Il 17 agosto 2026, il Festival di Lubiana ospiterà una performance musicale unica intitolata María de Buenos Aires, che riunirà il bandoneonista argentino Marcelo Nisinman e un diverso ensemble internazionale. Il concerto, previsto per le 20:30 al Križanke, presenterà una reinterpretazione dell'opera iconica di Astor Piazzolla, che ha da tempo trascenduto le sue radici nel tango per abbracciare elementi di opera, jazz e narrazione drammatica. Nisinman, che ha lavorato con Piazzolla per anni, descrive la performance come "il lato più forte di questa opera", sottolineandone la sua profondità emotiva e complessità.
La narrazione ruota attorno a María, un'incarnazione di Buenos Aires stessa, allo stesso tempo appassionata, sensuale, oscura, violenta, mistica e caotica. La musica non accompagna semplicemente la storia; diventa la sua espressione più diretta. Nisinman spiega che mentre il testo e i testi sono intricati, non sono destinati a essere pienamente compresi in un'ascolto. Invece, la musica funge da ponte, raggiungendo direttamente il cuore dell'ascoltatore.
L'esibizione includerà un mix di tango, dramma e jazz, con un cast che include la soprano Luciana Mancini come María, il tenore Rubén Peloni come El Payador e il baritone Daniel Bonilla-Torres come El Duende.
Nel frattempo, il 12 agosto 2026, alle 20:00, lo spazio Križevniški sarà riempito dai suoni dei principali musicisti d'orchestra europei.
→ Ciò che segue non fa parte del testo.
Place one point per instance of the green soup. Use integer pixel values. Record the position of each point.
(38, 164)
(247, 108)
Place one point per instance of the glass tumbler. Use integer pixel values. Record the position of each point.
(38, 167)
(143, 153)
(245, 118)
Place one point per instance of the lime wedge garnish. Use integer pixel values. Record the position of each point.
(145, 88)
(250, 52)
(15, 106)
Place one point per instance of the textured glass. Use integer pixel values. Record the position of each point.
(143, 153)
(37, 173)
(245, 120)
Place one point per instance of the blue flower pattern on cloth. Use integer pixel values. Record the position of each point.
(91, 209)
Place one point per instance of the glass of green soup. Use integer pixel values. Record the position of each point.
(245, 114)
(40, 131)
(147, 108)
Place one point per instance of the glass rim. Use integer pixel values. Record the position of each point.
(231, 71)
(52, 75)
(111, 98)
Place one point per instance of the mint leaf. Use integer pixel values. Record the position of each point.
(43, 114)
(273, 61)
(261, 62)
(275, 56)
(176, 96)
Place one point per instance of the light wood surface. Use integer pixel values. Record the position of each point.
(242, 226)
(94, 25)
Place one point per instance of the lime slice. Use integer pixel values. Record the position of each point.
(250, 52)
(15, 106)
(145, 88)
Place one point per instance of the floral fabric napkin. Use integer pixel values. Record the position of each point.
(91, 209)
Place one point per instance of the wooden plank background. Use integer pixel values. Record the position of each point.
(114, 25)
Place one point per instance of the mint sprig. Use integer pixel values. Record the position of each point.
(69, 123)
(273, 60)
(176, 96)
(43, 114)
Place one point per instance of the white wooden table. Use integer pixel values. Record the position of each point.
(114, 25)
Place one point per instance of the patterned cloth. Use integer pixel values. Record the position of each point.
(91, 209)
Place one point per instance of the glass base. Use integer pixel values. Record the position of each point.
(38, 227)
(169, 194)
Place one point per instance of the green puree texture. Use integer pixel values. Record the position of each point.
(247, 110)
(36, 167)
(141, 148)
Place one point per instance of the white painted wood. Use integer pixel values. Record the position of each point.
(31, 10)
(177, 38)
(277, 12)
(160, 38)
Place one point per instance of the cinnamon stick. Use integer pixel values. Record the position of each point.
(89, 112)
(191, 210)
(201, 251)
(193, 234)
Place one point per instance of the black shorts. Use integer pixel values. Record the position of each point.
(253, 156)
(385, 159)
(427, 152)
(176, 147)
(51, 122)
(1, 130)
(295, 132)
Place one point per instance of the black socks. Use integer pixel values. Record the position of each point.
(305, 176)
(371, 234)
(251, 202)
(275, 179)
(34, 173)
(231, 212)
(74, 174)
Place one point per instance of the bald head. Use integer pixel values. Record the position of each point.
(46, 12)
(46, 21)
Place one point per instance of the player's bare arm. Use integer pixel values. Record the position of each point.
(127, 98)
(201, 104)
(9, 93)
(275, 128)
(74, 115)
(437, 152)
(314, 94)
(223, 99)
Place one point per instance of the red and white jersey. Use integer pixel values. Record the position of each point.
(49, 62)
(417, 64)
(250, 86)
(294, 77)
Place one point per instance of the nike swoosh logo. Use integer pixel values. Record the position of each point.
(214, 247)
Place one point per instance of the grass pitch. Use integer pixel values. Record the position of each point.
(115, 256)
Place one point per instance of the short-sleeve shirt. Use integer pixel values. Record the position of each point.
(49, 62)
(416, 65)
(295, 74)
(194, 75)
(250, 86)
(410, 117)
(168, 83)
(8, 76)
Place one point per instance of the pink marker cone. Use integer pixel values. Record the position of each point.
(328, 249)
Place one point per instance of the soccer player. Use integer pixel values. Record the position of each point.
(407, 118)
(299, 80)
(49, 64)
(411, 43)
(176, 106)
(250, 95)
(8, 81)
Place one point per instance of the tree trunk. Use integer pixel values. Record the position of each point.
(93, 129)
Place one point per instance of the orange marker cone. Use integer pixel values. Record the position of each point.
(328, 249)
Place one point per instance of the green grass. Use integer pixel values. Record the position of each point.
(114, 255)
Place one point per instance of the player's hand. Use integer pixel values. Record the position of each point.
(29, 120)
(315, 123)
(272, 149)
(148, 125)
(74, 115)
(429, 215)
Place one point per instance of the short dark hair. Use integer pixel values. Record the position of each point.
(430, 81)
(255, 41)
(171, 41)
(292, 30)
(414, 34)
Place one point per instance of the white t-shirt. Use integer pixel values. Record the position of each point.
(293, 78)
Il concerto, parte del 74 ° Festival di Lubiana, evidenzierà compositori e interpreti sloveni, tra cui la flautista Brina Kafol Žust, il trombettista Andrej Žust e il fagottista Luka Mitev. Questi artisti, molti dei quali si esibiscono con prestigiosi ensemble della Filarmonica di Berlino, presenteranno un programma che spazia dall'eleganza operistica alle innovazioni moderne.
Il concerto si aprirà con un duetto per violino e violoncello in re maggiore di Gioachino Rossini, seguito da episodi del repertorio concertante del compositore sloveno neoclassico Uroš Krek. La prima metà si concluderà con il movimento di apertura del Godal Trio in B maggiore di Franz Schubert, mostrando l'interazione tra fiati e archi. La seconda metà introdurrà nuove interpretazioni di opere della giovane compositrice croata Veronika Reutz Drobnić, ispirate alle Osor Music Evenings.
Il programma culminerà con il Nonet in E maggiore della compositrice romantica francese Louise Farrenc, che evidenzia la sua padronanza dell'equilibrio tra i venti e le corde, nonché le influenze di Mozart e Mendelssohn. Il festival continua ad attirare l'attenzione con la sua programmazione eclettica, offrendo al pubblico rare opportunità di sperimentare spettacoli di livello mondiale. si, così come a Križanka e in altri luoghi autorizzati per la vendita di biglietti. I membri del Ljubljana Festival Club ricevono uno sconto del 10% su tutti gli eventi del festival, anche se gli sconti non si applicano a coproduzioni selezionate.
Nel corso del Festival di Lubiana, il Festival ribadisce il suo impegno a presentare visioni artistiche all'avanguardia, fondendo la tradizione con l'innovazione.